Not Value Betting Enough
Value betting is making a bet that you expect to be called by a weaker hand. Your opponents love to call, so give them plenty of opportunities to do so. When an opponent has a weaker hand than you, it’s more likely you’ll get him to call a bet than it is to get him to bet with that weaker hand. You’d be surprised at some of the junk people call with.
Don’t be afraid to make that river bet – if it gets raised you can always fold. It’s not like you’re losing any more money that way than if you had checked and let him bet.
Slowplaying Too Often
This goes right along with the last topic. If you have a strong hand, you’re not going to make any money if you don’t bet it. Unless your opponent also has a very strong (but second best) hand, you’re going to have to work at getting money in the middle. It’s not going to happen just because you have a nice hand.
Unless you have the deck crippled with something like a flopped full house, start betting as soon as you get the opportunity. If opponents are chasing draws, not only do you want to protect your hand but you want to catch that chase money. If you wait until the river hits and they miss all their draws, you’re not going to make any money off the hand.

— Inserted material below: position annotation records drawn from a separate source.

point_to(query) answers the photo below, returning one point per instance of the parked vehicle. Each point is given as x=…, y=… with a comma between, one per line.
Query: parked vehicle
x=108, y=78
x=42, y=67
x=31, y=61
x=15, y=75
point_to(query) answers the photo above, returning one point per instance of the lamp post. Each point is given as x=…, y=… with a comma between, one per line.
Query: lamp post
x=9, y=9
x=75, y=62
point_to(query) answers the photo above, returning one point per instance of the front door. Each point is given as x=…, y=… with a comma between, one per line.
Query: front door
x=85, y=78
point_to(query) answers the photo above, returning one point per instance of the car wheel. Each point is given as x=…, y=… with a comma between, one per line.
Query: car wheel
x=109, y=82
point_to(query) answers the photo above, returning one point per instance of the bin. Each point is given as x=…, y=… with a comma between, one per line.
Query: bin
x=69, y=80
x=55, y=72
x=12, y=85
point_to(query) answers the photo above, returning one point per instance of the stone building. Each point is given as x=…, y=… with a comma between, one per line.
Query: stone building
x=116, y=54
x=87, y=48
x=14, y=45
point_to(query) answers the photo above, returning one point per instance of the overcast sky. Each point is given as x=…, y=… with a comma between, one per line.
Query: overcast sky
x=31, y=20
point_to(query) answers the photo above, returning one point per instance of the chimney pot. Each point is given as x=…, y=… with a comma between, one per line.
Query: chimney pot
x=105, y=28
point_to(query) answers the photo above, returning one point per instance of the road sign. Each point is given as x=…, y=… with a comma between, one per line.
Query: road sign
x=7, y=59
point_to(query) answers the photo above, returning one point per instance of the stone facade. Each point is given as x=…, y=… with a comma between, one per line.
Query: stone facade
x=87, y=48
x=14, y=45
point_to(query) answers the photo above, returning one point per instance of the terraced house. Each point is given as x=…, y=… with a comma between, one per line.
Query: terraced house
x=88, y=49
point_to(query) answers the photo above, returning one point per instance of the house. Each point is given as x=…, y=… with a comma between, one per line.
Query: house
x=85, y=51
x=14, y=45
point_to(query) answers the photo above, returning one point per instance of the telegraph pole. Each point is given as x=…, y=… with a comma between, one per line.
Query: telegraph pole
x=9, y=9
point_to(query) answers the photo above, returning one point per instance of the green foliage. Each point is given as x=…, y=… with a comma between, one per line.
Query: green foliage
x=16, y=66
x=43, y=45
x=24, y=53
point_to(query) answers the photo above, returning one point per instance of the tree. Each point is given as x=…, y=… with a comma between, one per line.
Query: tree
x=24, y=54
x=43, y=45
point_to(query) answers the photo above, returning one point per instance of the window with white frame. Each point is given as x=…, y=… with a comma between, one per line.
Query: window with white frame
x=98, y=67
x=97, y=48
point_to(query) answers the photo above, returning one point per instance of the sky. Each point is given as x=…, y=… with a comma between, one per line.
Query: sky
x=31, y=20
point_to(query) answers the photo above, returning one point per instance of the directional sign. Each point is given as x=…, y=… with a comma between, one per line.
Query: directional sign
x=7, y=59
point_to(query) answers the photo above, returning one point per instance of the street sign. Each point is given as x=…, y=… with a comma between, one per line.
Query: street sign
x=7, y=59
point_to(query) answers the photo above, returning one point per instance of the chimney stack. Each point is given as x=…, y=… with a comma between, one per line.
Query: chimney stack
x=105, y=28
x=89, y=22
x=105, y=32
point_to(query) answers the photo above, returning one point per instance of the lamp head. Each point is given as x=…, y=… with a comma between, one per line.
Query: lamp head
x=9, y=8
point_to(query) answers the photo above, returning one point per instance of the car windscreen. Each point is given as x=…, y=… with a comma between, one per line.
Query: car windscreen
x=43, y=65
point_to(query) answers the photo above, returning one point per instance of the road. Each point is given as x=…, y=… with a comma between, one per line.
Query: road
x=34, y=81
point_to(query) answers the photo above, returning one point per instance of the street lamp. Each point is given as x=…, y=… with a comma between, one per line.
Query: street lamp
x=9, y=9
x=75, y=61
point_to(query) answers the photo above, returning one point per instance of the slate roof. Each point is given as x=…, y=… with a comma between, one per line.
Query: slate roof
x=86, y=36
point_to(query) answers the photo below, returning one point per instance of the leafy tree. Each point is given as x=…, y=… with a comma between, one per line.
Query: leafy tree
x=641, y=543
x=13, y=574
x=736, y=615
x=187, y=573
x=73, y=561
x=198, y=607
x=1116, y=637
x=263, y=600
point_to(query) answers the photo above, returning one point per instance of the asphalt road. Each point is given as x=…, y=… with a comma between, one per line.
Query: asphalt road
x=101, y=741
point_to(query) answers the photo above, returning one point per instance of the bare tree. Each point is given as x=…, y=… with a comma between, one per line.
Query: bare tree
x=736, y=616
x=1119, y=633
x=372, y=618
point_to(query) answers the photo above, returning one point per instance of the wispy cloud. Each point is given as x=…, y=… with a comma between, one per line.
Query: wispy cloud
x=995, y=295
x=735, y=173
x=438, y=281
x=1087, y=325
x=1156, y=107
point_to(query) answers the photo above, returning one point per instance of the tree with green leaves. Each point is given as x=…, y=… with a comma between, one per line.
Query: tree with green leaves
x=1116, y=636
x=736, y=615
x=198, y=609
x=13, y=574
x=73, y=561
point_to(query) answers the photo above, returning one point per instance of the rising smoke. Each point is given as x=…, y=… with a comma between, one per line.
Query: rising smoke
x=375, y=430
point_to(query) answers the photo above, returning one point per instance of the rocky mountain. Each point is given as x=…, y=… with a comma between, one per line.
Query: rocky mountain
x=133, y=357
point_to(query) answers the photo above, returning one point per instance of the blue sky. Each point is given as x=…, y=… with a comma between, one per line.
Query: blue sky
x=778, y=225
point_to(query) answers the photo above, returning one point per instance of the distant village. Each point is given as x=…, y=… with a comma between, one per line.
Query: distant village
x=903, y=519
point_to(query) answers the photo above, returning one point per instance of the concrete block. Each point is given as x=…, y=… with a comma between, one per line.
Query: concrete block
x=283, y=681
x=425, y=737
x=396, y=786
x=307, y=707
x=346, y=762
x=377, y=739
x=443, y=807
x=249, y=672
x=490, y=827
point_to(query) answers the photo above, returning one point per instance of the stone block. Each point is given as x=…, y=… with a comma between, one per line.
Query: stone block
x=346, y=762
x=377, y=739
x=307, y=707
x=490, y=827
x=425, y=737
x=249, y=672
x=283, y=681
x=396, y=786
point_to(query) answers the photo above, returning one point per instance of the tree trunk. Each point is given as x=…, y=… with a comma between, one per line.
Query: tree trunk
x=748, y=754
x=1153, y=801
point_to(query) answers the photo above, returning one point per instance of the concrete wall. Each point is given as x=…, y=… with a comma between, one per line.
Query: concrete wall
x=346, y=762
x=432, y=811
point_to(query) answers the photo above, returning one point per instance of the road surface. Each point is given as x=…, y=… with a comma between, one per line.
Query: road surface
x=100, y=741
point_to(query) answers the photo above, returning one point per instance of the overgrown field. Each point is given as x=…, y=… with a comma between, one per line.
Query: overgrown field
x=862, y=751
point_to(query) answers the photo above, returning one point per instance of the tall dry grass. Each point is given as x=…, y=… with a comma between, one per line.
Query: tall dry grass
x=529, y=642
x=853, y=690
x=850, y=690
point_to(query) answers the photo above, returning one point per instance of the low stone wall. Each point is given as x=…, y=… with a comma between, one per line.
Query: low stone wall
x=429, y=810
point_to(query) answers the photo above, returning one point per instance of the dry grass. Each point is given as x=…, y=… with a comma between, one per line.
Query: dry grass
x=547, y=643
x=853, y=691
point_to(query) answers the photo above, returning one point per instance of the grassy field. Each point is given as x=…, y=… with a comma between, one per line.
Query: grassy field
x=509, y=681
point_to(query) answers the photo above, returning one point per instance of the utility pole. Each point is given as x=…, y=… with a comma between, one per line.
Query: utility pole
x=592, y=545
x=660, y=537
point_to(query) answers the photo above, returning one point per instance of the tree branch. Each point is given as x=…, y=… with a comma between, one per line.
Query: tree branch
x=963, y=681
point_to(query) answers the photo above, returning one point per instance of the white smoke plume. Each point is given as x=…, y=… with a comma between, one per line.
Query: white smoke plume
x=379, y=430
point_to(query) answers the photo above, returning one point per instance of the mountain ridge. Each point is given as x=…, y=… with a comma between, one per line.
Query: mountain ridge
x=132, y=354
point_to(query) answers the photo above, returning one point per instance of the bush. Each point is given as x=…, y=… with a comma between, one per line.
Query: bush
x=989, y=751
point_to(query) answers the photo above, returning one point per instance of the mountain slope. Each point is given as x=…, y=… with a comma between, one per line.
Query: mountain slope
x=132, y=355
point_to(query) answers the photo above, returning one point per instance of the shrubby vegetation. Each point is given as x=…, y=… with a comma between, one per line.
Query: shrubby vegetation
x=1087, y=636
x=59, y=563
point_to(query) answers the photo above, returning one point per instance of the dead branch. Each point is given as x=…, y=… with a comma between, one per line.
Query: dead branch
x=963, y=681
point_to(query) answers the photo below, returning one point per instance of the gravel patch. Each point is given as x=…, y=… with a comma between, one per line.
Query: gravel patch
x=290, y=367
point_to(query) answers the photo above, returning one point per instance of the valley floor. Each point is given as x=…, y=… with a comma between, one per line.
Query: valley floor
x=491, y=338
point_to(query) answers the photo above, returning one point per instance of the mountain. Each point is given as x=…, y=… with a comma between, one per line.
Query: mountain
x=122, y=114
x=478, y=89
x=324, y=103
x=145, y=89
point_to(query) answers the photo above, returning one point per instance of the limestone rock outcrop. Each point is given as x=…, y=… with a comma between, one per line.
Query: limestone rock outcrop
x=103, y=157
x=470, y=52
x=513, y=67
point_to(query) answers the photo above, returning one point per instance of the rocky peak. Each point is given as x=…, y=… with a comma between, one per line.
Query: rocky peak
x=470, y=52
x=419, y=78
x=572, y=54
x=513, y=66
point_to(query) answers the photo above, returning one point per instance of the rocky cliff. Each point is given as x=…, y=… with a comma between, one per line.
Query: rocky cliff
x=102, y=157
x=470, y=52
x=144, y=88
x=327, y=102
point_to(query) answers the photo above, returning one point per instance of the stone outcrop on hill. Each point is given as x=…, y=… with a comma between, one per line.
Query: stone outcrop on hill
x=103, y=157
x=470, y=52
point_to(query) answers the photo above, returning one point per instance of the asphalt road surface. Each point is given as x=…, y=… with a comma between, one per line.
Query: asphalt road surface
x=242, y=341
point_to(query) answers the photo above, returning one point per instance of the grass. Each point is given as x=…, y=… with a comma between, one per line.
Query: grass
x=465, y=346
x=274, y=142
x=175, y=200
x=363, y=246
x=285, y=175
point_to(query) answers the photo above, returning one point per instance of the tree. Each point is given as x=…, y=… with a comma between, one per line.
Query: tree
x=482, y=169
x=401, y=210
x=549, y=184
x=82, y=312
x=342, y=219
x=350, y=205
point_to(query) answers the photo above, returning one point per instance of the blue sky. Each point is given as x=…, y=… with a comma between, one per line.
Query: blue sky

Playing Outside Your Bankroll
I know you’ve heard this a million times, but so have a million broke poker players. It doesn’t matter how good a player is; if he plays on a short bankroll, he will go broke. Variance eats short bankrolls for breakfast. Don’t ever play a game with less than 20 buyins. It doesn’t matter what’s going on or how you’re feeling. Don’t do it.
And that’s it for the eight most common mistakes in no limit Texas holdem. If you can plug these eight leaks, you’ll start making some nice money at poker. All it takes is time and dedication.